Personal information
- Full name: Kelvin Kiprotich Tonui
- Born: 26 July 1997 (age 29)

Sport
- Sport: Athletics
- Event: Sprint

Achievements and titles
- Personal bests: 400m: 44.95 s (Nairobi, 2026)

= Kelvin Tonui =

Kenyan sprinter

Kelvin Kiprotich Tonui (born 26 July 1997) is a Kenyan sprinter who primarily competes over 400 metres. He was part of the Kenyan men's 4 x 400 metres relay team which set a new a national record while competing at the 2025 World Athletics Relays.

==Biography==
In June 2024, Tonui ran 45.73 seconds for the 400 metres in the heats before placing fifth in the final of the Kenyan Olympic Trails. The following year, he represented Kenya at the 2025 World Athletics Relays in China in the men's 4 × 400 metres relay in May 2025 as the Kenyan team placed fifth in a national record time of 2:59.29, running alongside Zablon Ekwam, Boniface Mweresa and Kevin Kipkorir. He ran 45.58 seconds to place third at the national 400 metres race at the Kip Keino Classic on 1 June 2025. He was named in the Kenyan team for the 2025 World Athletics Championships in Tokyo, Japan.
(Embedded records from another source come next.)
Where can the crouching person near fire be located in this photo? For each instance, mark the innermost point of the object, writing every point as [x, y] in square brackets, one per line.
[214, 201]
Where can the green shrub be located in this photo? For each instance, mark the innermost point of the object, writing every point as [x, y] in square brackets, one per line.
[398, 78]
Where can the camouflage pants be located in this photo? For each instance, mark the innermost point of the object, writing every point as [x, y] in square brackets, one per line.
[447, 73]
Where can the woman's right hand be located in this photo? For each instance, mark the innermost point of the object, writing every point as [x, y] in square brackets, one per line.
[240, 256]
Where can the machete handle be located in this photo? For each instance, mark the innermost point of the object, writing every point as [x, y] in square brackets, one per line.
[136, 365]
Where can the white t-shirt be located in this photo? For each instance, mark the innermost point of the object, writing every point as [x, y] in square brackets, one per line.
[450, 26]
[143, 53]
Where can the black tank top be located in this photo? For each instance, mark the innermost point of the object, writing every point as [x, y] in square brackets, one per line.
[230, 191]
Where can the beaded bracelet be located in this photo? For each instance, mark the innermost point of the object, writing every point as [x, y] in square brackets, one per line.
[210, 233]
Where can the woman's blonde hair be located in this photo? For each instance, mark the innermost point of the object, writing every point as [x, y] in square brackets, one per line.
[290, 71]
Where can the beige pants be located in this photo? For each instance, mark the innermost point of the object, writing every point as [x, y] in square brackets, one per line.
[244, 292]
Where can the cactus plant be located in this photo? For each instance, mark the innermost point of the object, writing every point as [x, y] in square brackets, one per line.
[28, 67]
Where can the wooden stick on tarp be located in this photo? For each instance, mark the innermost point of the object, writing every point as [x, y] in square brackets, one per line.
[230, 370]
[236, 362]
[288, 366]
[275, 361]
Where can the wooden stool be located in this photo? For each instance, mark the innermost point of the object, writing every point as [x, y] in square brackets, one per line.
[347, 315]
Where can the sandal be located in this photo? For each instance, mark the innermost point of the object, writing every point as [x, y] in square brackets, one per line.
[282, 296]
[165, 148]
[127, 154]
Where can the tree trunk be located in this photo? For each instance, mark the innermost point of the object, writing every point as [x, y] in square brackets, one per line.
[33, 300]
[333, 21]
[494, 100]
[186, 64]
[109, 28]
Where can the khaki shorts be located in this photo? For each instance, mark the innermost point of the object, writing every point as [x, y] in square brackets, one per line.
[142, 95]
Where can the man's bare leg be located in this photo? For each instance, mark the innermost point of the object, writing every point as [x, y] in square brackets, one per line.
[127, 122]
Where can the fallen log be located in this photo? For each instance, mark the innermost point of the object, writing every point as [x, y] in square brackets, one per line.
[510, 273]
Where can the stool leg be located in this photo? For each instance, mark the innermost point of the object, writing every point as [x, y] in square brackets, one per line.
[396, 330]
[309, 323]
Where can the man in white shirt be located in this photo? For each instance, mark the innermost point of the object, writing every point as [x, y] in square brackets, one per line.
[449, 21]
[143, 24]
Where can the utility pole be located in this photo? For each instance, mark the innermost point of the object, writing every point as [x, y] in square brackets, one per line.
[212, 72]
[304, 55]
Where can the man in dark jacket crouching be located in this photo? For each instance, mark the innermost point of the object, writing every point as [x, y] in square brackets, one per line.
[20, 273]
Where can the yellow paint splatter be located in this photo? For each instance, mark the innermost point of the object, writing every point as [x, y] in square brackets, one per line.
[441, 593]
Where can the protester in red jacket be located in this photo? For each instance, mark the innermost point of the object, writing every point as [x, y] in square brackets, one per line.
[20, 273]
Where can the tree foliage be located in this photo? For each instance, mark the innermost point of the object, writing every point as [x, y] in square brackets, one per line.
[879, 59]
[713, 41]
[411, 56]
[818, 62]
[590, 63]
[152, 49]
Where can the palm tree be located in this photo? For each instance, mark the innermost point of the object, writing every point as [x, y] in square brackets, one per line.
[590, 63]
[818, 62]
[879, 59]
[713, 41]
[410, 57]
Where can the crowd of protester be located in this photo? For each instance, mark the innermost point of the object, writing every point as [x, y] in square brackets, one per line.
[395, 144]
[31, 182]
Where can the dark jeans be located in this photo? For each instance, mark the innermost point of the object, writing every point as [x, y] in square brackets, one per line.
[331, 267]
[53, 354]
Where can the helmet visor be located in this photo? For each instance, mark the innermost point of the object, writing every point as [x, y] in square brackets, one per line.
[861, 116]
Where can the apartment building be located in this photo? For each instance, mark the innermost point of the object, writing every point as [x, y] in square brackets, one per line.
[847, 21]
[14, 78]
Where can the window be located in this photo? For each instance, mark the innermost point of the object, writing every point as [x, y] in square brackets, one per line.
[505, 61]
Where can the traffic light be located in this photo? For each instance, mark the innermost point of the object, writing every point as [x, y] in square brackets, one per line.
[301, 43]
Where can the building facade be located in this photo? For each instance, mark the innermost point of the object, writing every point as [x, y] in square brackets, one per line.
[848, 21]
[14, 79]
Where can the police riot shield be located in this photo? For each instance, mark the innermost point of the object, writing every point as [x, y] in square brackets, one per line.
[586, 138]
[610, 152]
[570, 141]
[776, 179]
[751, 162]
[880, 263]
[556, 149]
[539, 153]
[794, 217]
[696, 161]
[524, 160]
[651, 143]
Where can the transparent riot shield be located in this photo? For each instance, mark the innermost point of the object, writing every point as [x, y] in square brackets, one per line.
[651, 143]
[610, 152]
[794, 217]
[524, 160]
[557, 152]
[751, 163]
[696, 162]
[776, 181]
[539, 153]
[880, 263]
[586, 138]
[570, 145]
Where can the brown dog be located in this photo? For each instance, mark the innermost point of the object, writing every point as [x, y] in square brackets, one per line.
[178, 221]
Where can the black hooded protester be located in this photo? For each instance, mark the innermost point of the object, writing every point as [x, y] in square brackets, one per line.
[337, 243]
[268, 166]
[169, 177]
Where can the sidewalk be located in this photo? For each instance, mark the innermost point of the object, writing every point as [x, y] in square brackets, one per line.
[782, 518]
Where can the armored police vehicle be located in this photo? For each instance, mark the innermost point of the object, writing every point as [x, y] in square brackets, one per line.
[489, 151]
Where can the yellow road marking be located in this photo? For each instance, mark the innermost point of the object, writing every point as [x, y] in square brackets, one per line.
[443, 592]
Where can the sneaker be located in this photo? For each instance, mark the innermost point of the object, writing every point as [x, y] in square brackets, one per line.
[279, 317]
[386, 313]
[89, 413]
In April 2026, he was the first Kenyan finisher in 45.43 seconds in the 400 metres at the Kenyan Trials. Later that month, he ran a personal best 44.95 seconds to finish third in the 400 metres at the Kip Keino Classic in Nairobi behind Zakithi Nene and Muzala Samukonga. He was named in the Kenyan team for the 2026 World Athletics Relays in Gaborone, Botswana. On the opening day, he was part of the Kenya mixed 4 x 400 metres relay team which set an African record of 3:09.87. The following month, he won the 400 m title at the Kenyan Championships in 44.77. In July 2026, he was a semi-finalist in the 400 metres at the 2026 Commonwealth Games in Glasgow, Scotland. He also competed in the mixed 4 × 400 m relay at the Games.